A
probabilidade de que alguma leva de imigrantes
tenha vindo pelo mar há mais de dez mil
anos, quando as técnicas de navegação eram
muito precárias, é remotíssima. A propósito,
o povoamento das ilhas do Pacífico é comprovadamente
muito mais recente.
Infelizmente,
as regiões através das quais os imigrantes
asiáticos alcançaram a América do Norte
estão hoje sob as águas geladas do Ártico
ou foram em algum momento ocupadas por geleiras.
Os mais antigos locais de habitação da Beríngia
e do Alasca encontram-se, portanto, submersos
ou foram destruídos pelo gelo. Os sítios
identificados pelos arqueólogos localizam-se
mais ao sul e não correspondem às regiões
habitadas pelas primeiras gerações de colonos.
Os
indícios
Vestígios
inquestionáveis da presença humana entre
12 e 11.500 anos atrás foram encontrados
em abrigos ou, mais raramente, a céu aberto,
na Califórnia e México (América do Norte)

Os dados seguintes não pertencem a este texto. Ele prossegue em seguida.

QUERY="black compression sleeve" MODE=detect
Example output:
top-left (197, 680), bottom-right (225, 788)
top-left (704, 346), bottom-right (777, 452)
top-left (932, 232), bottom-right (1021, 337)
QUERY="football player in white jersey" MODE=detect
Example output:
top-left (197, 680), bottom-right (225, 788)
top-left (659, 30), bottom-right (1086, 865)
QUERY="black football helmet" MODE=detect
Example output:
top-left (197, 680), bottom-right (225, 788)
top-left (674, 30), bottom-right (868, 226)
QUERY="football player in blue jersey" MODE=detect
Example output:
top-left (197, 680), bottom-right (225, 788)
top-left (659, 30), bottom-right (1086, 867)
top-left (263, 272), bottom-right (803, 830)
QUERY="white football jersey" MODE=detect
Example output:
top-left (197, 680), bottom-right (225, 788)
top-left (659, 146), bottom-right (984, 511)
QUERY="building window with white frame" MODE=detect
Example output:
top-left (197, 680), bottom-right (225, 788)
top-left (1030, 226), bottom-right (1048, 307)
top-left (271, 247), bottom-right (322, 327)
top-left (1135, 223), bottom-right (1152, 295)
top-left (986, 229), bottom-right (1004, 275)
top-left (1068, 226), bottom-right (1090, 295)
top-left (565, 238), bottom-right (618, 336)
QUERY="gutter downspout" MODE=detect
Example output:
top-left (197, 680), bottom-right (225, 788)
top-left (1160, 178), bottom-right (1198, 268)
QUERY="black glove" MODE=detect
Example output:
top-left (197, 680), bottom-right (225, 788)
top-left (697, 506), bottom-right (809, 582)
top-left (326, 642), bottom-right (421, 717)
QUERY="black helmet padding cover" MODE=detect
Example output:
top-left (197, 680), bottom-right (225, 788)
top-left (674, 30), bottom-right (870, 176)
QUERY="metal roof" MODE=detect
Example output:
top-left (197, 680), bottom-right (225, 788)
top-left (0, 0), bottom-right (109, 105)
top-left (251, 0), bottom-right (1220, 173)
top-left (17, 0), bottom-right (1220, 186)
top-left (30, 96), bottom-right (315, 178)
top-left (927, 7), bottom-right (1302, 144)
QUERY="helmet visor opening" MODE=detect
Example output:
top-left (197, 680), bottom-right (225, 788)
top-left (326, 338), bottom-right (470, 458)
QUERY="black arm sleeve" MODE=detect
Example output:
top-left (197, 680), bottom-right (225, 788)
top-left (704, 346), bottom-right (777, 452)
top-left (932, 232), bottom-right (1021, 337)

e no Chile central, no Peru e nas regiões
Central e Nordeste do Brasil (América do
Sul). Os sítios que permitem essa afirmação
categórica contêm instrumentos de pedra
lascada feitos com matéria-prima de boa
qualidade trazida de fora da região. Muitos
desses objetos, produzidos por meio de golpes
certeiros, são complexos demais para terem
sido feitos por fenômenos naturais. Foram
datados a partir do carvão de fogueiras
e, por estar associados a artefatos, pode-se
inferir que resultem de ação humana. Muitas
vezes os sítios apresentam ainda vestígios
alimentares característicos.
O
estudo das condições de deposição do sedimento
(a terra dentro da qual se encontram os
vestígios) permite verificar que não houve
perturbações tardias capazes de misturar
objetos recentes e antigos. A partir de
onze mil anos atrás, aparecem também esqueletos,
particularmente numerosos nas imediações
de Lagoa Santa, Minas Gerais: Lapa Vermelha,
Cerca Grande e Santana do Riacho.
Há
vários sítios, no Brasil inclusive, com
indícios de uma ocupação possivelmente mais
antiga. Infelizmente, todos apresentam algum
problema que impede de se chegar a uma conclusão
definitiva. Vários parecem conter instrumentos
de pedra, mas estes são feitos a partir
de rochas do próprio local ou podem ter
sido trazidos por fenômenos naturais. São
tão toscos que o lascamento rudimentar pode
ter resultado de um choque acidental: pedaços
de blocos do teto, ao cair uns sobre os
outros durante milênios, acabam se lascando
espontaneamente. Restos de carvão e pedras
queimadas podem ter sido produzidos por
ação de raios. Embora, em outros casos,
instrumentos e fogueiras pareçam inquestionáveis,
há indícios de que as camadas sedimentares
foram perturbadas e de que os vestígios
arqueológicos podem ter-se infiltrado a
partir de uma camada sedimentar mais recente.
Não
há por que recusar a priori a possibilidade
de uma presença humana mais antiga na América,
mas os indícios propostos devem ser meticulosamente
avaliados. Muitas vezes os arqueólogos acabam
interpretando os dados disponíveis de modo
divergente, fazendo com que o público não
saiba em quem acreditar. Nos últimos anos,
foi divulgada na imprensa a existência de
sítios que comprovariam a presença do homem
no Brasil há dezenas e até centenas de milhares
de anos. É preciso que se saiba que os especialistas
estão longe de alcançar unanimidade em torno
desse assunto. De qualquer modo, se havia
gente no sul dos Estados Unidos a 11,5 mil
anos atrás e no Chile a 12.500 anos atrás,
deduz-se que seus antepassados tenham chegado
ao norte do continente — a milhares de quilômetros
de lá — muito tempo antes.
A
única possível conclusão é, quaisquer que
sejam os trabalhos relacionados as Antigüidades,
das mais distintas áreas do conhecimento,
eles fornecem hipóteses reflexivas e de
comparação que permitem levar mais longe
a análise, e isto em todos os setores da
ciência, contribuindo para um conhecimento
mais profundo da história humana.
Os atores
Quem
eram os primeiros imigrantes? Nada podemos
dizer a respeito de possíveis indígenas
anteriores a doze ou onze mil anos atrás.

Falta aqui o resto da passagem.